城下町の寺院や神社は、先祖供養と疫病や災害から身を守るという信仰と、有事の際に建物と築地塀で城と城下町を守る防衛の役割があったのだ。
町割りは、まず福山城の西部と南部に広く武家屋敷を選定。
東部には町人町を定めた。
その後、吉津川の北側に位置する丘陵地に、妙政寺や観音寺、福山八幡宮や艮神社などが建てられ、これらの寺社群は空襲の被害を免れて今も当時の姿を伝えている。
城の東エリアの一部にも、勝成の菩提寺である賢忠寺など、多くの寺院が建てられ「寺町」と呼ばれた。
また信仰心の厚かった勝成は、吉備津神社や明王院の再建にも力を注いでいる。
水野勝成が奉納した吊燈籠(福山八幡宮蔵)
今月のビジネスパーソン
福山八幡宮 禰宜
吉川 泰正さん
1979年生まれ。大学卒業後、太宰府天満宮にて5年間修業の後、福山八幡宮に奉職。(一社)福山青年会議所2017年度理事長などを歴任し、地域を盛り上げる活動に携わる。
聞き手
福山城博物館 学芸員
皿海 弘樹さん
さまざまな文書・記録・遺物などから福山城と福山藩の歴史をひもとく案内人。福山城博物館での企画や展示解説、執筆なども行う。
当神社はもともと、穏やかな内海の近くであった現在の福山城址に、二つのお宮が別々に奉祀されていたと伝わっています。

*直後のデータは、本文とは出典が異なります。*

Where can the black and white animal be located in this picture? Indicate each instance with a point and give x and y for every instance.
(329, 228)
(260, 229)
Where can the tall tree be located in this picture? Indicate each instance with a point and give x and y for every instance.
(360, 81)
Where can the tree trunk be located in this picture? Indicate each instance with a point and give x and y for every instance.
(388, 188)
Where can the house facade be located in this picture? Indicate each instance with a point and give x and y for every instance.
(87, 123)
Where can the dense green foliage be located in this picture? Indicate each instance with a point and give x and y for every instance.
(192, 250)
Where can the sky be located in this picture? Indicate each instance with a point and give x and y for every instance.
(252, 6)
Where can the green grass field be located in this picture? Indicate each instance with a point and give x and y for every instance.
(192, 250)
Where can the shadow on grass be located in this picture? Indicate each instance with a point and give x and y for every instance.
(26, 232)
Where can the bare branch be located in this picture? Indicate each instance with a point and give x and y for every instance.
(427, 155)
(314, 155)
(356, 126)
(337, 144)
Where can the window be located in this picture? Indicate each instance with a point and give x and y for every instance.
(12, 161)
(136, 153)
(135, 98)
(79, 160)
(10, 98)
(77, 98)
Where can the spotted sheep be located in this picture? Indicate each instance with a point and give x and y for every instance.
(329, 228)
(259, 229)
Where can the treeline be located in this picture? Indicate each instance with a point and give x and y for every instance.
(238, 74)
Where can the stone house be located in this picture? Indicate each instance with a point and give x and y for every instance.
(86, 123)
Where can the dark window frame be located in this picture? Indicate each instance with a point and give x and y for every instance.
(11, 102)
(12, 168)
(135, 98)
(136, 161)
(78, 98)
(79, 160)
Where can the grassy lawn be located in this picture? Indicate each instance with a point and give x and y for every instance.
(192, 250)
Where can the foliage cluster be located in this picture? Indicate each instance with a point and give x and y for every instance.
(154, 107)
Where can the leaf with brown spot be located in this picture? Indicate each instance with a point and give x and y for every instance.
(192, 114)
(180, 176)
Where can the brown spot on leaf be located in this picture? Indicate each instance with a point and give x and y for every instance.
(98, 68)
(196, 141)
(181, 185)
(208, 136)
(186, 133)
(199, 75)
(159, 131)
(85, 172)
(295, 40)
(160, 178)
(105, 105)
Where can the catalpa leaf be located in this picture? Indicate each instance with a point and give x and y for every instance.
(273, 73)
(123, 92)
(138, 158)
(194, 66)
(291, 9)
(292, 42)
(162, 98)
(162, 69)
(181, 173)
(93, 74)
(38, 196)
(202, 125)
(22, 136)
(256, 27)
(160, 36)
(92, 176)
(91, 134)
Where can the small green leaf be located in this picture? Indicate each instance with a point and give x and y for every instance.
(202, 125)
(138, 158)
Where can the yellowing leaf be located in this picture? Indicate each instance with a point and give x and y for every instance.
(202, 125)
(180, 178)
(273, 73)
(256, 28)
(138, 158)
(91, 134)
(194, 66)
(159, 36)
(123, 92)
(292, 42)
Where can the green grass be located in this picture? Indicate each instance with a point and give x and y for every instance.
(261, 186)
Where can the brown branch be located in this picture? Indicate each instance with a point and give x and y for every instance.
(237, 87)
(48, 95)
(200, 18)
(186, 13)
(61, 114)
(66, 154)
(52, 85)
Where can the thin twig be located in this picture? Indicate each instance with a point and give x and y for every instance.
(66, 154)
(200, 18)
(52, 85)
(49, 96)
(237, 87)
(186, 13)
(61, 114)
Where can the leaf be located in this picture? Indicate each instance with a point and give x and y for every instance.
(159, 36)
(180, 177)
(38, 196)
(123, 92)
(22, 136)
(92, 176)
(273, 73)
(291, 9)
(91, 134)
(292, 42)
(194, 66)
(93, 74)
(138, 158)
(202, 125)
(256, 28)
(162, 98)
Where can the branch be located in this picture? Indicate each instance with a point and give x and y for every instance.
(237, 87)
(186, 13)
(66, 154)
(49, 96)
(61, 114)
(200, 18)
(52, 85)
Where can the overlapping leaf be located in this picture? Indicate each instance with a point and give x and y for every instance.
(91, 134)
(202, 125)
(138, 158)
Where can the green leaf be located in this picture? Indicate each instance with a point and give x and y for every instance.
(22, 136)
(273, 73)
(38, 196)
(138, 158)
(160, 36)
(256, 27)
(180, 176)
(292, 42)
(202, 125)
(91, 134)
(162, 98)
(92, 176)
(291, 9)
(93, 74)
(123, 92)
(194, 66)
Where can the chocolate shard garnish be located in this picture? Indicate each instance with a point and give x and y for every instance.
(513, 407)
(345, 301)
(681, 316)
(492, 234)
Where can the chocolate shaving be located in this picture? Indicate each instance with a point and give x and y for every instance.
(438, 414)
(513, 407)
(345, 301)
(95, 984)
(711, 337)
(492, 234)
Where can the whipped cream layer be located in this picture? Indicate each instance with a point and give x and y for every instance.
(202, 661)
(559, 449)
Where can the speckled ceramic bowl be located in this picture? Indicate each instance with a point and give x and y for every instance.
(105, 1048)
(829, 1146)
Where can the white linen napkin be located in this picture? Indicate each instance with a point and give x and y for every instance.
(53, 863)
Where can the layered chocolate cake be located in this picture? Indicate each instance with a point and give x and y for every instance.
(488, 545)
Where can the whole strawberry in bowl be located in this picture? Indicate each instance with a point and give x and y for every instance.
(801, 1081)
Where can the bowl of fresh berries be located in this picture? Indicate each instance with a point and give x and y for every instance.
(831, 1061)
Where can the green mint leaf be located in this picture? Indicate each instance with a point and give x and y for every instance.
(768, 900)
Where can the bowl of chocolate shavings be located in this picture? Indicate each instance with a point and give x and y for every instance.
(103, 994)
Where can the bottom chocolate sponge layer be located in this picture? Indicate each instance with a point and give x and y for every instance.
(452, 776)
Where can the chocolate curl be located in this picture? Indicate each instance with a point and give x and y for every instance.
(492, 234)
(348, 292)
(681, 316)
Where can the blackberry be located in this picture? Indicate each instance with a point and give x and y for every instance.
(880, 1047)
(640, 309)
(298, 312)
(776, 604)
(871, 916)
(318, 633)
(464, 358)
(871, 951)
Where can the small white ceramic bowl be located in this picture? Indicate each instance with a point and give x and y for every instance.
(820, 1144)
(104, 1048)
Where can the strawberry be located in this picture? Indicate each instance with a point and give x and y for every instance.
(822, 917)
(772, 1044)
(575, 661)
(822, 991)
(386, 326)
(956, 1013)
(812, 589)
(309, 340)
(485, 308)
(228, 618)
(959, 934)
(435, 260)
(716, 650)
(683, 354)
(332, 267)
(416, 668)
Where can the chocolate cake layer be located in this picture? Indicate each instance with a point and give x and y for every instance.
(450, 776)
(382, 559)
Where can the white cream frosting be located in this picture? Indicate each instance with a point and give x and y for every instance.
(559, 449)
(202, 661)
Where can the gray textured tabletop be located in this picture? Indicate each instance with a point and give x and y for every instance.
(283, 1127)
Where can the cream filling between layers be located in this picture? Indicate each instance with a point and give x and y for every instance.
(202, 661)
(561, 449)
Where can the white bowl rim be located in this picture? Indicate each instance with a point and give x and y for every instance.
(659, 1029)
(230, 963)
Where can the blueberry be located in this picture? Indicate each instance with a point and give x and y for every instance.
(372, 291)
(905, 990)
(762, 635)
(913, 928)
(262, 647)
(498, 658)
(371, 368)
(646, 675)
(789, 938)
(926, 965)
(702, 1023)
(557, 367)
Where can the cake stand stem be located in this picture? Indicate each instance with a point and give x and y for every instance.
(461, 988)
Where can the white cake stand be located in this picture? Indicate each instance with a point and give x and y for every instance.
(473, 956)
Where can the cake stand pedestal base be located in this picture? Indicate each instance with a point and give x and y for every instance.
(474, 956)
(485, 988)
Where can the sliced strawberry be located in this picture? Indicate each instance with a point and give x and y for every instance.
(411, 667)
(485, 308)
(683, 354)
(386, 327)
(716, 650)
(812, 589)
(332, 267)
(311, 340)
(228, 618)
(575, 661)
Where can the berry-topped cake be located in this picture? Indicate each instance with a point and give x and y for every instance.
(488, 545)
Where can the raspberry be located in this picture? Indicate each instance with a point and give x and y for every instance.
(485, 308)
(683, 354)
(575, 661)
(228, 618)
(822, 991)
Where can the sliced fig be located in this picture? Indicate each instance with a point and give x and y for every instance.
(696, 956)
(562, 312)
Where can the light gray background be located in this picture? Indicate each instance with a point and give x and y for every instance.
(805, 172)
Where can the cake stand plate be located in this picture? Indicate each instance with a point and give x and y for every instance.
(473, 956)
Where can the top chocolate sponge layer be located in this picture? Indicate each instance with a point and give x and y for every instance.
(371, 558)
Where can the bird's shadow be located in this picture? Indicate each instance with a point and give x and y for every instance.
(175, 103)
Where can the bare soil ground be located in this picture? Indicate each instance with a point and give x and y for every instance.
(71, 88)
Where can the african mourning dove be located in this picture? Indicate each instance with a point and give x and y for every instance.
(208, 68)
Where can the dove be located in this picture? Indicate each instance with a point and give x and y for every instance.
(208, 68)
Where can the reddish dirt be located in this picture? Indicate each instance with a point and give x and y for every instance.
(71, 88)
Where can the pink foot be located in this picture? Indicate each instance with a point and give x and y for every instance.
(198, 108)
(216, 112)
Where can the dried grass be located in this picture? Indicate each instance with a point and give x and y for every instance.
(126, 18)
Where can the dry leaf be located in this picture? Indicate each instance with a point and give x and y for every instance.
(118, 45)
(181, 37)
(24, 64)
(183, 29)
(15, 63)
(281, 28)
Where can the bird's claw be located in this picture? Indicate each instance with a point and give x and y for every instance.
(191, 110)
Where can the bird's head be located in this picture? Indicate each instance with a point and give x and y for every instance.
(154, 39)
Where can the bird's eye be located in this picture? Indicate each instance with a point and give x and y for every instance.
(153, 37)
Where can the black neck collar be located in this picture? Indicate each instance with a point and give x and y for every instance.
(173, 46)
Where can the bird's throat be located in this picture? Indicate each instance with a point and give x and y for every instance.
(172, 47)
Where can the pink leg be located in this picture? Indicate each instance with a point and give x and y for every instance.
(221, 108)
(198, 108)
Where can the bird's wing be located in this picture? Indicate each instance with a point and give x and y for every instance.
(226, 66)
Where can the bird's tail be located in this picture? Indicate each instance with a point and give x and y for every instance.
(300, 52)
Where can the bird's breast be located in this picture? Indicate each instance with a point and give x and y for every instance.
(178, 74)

水野勝成公が福山の城づくりと城下町の整備をし、4代藩主の勝種公によって、「備後福山総鎮守」の社として現在の場所にお宮を建立されたのですよね。
以来、歴代の福山藩主とつながるお宮として350年続いてきました。つまり当神社は、福山の都市構想の中で造られたお宮というわけです。だから、商店が並ぶような「参道」もないんですよね。
ああ、確かに! 福山城は堀のない北側が防御の面で弱いので、寺社を城北エリアに集中させたのは「神仏に守っていただこう」という願いもあったのかも(笑)。
都市づくりでは、防衛や経済を直接担うわけではない〝信仰〞の場って、優先度が低くなりがち。それでもあえて初期に寺社を建立し支援をされたのは、勝成公の「地域の皆と同じものを、自分も大事にしているぞ」というメッセージでもあったのかなと思います。
守り伝えていくものと、変えていこうというものがありますか。
私は「神社はタイムトンネル」と考えていて。都市は形を変えても、神社の中はほとんど変わらない。私が見ているお宮の景色は、私のひ孫も見るはず。福山空襲の際、曾祖父は境内に落ちた焼夷弾に、濡れた座布団をかぶせてお宮を守ったそうです。この場所を変わらず守っていくという、大きな責任を感じます。また、人々のよりどころであるためには「利便性」も大事。駐車場が整っていて、ホームページがわかりやすいとか。ゴミひとつないキレイでスペシャルな場所であるように。そしてなるべく人と関わり合うようにと心がけています。